The Well-Made Play
Originating in France as the pièce bien faite, the well-made play is a style of dramatic writing characterized by a meticulous, methodological purposiveness of plotting. The logically precise construction of the well-made play is typified by a number of conventions. The plot is most often based on a withheld secret—known to the audience but unknown to the characters—which, when revealed at the climax, reverses the fortunes of the play's hero. During the course of the play, the overall pattern of the drama is reflected in the movement of the individual acts, in which a steadily mounting suspense is achieved through the battle of wits between the hero and the villain. The hero's fortune fluctuates during his conflict with the adversary until finally, at the climax, the secret is revealed in an obligatory scene (scène à faire) and the hero is benefitted in the final dénouement, or resolution.

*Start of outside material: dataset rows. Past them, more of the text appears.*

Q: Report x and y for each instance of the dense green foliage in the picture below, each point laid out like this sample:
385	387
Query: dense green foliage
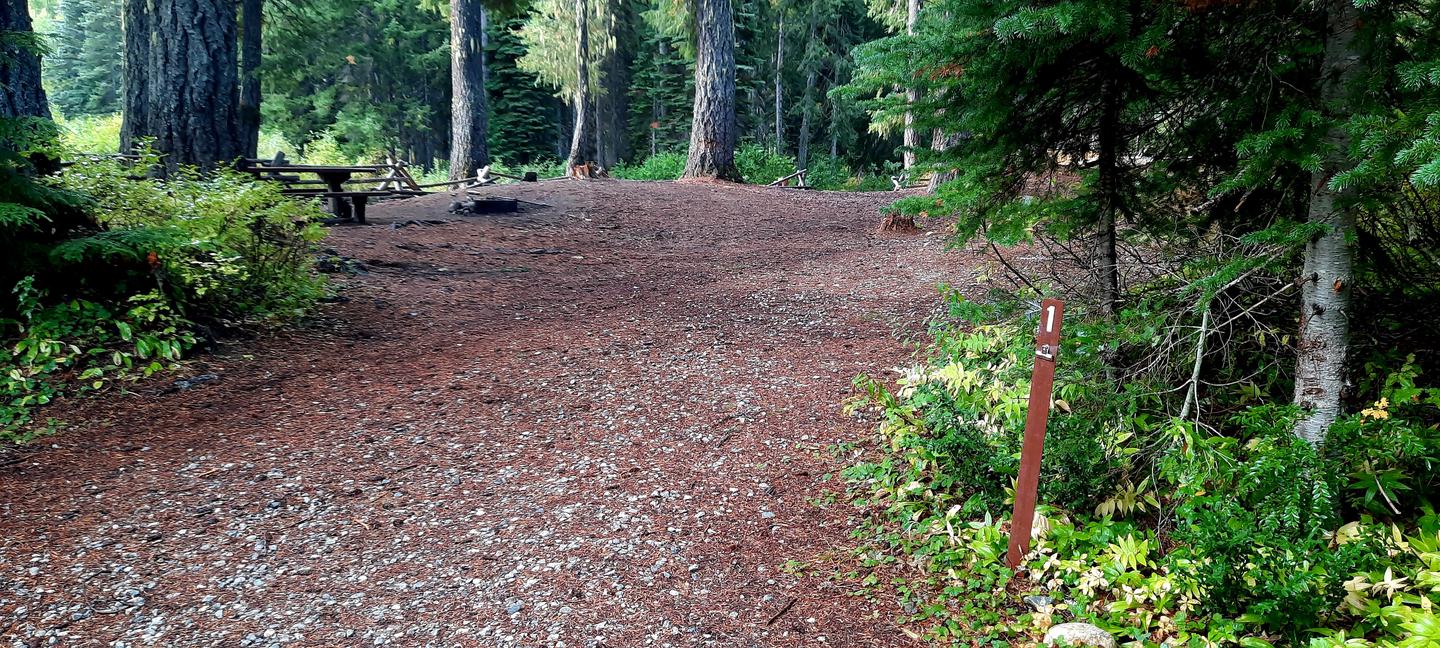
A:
111	277
1154	527
1181	509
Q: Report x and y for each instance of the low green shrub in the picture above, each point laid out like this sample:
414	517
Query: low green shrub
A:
157	265
1157	529
661	166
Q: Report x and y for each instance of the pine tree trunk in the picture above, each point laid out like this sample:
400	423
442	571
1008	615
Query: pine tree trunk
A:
941	143
251	13
134	101
713	127
808	102
20	91
912	95
581	138
1324	343
779	88
187	79
1108	262
470	115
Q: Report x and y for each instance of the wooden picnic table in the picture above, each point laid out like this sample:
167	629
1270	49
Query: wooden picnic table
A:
334	179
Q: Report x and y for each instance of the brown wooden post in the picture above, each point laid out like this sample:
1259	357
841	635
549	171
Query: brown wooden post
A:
1041	385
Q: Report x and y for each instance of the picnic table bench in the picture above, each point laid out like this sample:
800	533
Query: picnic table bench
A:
343	203
357	200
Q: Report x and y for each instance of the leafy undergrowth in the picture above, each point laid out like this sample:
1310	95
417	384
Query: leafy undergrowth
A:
115	277
1154	527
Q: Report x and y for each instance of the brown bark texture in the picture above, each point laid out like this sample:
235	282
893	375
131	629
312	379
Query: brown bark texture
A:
582	143
20	91
251	26
713	127
189	79
470	114
1324	342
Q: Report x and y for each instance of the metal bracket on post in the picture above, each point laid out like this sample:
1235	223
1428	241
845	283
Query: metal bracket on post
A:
1041	385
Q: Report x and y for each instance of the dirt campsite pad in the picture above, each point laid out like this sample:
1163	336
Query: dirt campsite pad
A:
596	422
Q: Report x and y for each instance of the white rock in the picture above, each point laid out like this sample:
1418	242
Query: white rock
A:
1079	634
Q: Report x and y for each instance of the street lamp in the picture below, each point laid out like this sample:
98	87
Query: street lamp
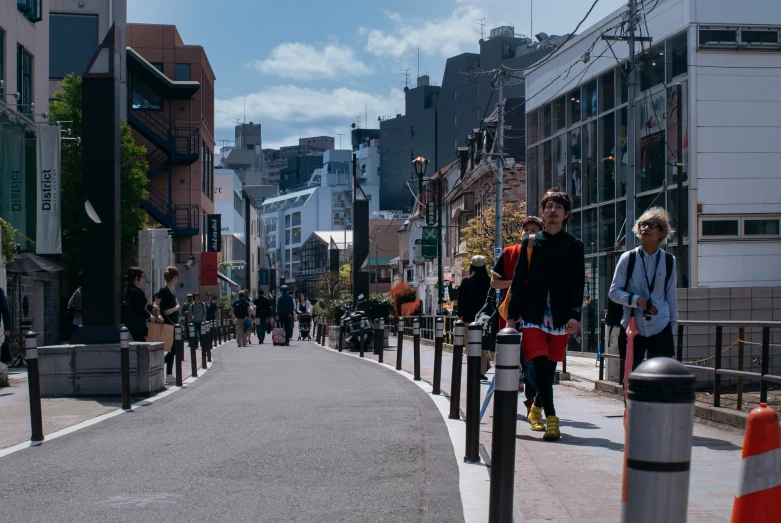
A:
420	164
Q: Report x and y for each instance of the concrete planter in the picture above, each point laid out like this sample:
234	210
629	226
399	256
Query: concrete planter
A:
94	370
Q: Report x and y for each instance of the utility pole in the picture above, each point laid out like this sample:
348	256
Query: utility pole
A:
499	171
631	135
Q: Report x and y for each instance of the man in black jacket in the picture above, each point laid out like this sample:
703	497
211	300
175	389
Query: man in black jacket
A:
548	298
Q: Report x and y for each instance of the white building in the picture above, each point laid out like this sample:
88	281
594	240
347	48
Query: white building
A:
708	111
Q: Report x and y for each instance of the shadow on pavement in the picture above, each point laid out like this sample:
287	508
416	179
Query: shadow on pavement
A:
714	444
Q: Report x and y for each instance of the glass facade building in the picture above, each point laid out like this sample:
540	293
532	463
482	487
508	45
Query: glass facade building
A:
577	141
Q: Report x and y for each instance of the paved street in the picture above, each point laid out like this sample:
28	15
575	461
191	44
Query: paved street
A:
268	434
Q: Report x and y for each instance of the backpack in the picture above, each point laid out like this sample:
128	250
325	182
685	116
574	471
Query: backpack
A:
241	309
615	311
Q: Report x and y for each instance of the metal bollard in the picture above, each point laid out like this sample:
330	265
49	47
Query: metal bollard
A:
124	358
455	379
34	386
179	348
193	359
508	357
400	341
416	347
474	347
382	340
656	470
439	339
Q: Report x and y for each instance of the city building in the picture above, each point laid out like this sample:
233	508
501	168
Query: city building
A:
708	83
171	111
438	120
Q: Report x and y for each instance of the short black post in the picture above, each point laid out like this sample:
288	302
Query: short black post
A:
500	499
399	341
439	340
179	354
193	358
455	380
474	347
124	358
416	347
340	341
656	476
34	385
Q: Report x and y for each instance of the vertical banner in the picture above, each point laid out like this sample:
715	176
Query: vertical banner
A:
48	237
13	209
213	233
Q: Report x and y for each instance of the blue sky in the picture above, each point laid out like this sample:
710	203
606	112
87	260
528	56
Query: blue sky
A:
306	68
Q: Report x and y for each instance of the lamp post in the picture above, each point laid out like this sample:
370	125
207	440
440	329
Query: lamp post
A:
420	164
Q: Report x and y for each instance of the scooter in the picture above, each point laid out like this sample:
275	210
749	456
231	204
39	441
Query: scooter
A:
354	322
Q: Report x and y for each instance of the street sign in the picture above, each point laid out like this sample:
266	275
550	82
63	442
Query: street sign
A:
429	238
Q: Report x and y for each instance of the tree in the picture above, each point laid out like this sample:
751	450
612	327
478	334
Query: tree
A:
66	107
479	231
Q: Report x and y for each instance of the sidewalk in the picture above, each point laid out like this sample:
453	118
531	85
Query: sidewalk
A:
58	413
578	479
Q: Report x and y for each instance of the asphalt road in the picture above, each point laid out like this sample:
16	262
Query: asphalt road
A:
268	434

By all critical accounts, the well-made play was originated by Eugène Scribe, who, over the course of his prolific career, gradually perfected the genre. Like those of Jean Racine, Scribe's plays focus on a small cluster of characters involved in a single action that builds steadily to a climax. Unlike Racine, however, Scribe infused his plays with a technical specificity, by which each particular action of a character is explained and justified so that it is made to seem inevitable. Over the course of his literary career, during which he produced over 420 dramatic works, Scribe was one of the most popular playwrights in France. He wrote dramas for the four major Parisian theaters of the day, and in the period from 1815 to 1830, Scribe's plays accounted for more than one-tenth of the new comedies and vaudevilles in Paris.
The French dramatists who followed Scribe adapted his formula to two very different uses. Victorien Sardou, a disciple of Scribe, used the well-made form in the service of a more realistic drama. For example, his Daniel Rochat (1880) depicts the confrontation between an atheist hero who marries an Anglo-American woman who wants to follow their civil ceremony with a church wedding; the entire play chronicles the struggle between these two and ends in an unsatisfactory conclusion. By contrast, Eugène Labiche applied Scribe's formula mainly for the purpose of arousing laughter; his farces present a picture of contemporary Parisian life, but offer little social commentary.
Scribean drama was extended by Émile Augier and Alexandre Dumas fils. Augier infused the form of the well-made play with romanticism and melodrama, and founded popular realism in France. In plays such as L'aventurière, Gabrielle, and La gendre de M. Poirier, Augier addresses the moral culture of his time, commenting on contemporary Parisian life, its mores and social distinctions. Dumas similarly used Scribe's style to comment on modern life, but Dumas went further than Augier in his realism. His characters are battered by their circumstances; Dumas used the form to critique the social conventions and class stratifications of France, to study the problems of modern capitalism and religion, and to comment on the literary process itself.
Despite Scribe's overwhelming popularity during his life-time and his profound influence on his contemporaries, evaluations of the well-made play since then have been primarily negative. Literary critics have largely dismissed the well-made plays of Scribe, which they claim combine theatrical ingenuity in an intricate plot with a bare minimum of thought, a lack of poetry, and weak characterization. George Bernard Shaw said of Scribe in a famous comment, "Why the devil should a man write like Scribe when he can write like Shakespeare or Molière, Aristophanes or Euripides?" While most of Scribe's plays have been relegated to virtual obscurity, however, the profound effect the well-made form had on the historical development of modern European drama is undeniable. The plays of Scribe and Sardou were translated and performed in England and America as early as 1819, influencing such playwrights as Edward Bulwer-Lytton, Tom Taylor, and T. W. Robertson, all of whom adapted the form to their own purposes. Most notably, Scribe's influence extends to Henrik Ibsen, who directed a number of Scribe's plays in Norway before producing his own dramatic works; his early works clearly reflect a Scribean influence, while his later works adapt the style of the well-made play, infusing it with symbolism. Other critics have detected Scribe's influence on Henry James and, ironically, Shaw as well. Despite Scribe's dramatic weaknesses, then, the well-made play exerted an immeasurable influence in the history of theater well into the twentieth century, shaping the nature of drama in a variety of movements, including realism, naturalism, and symbolism.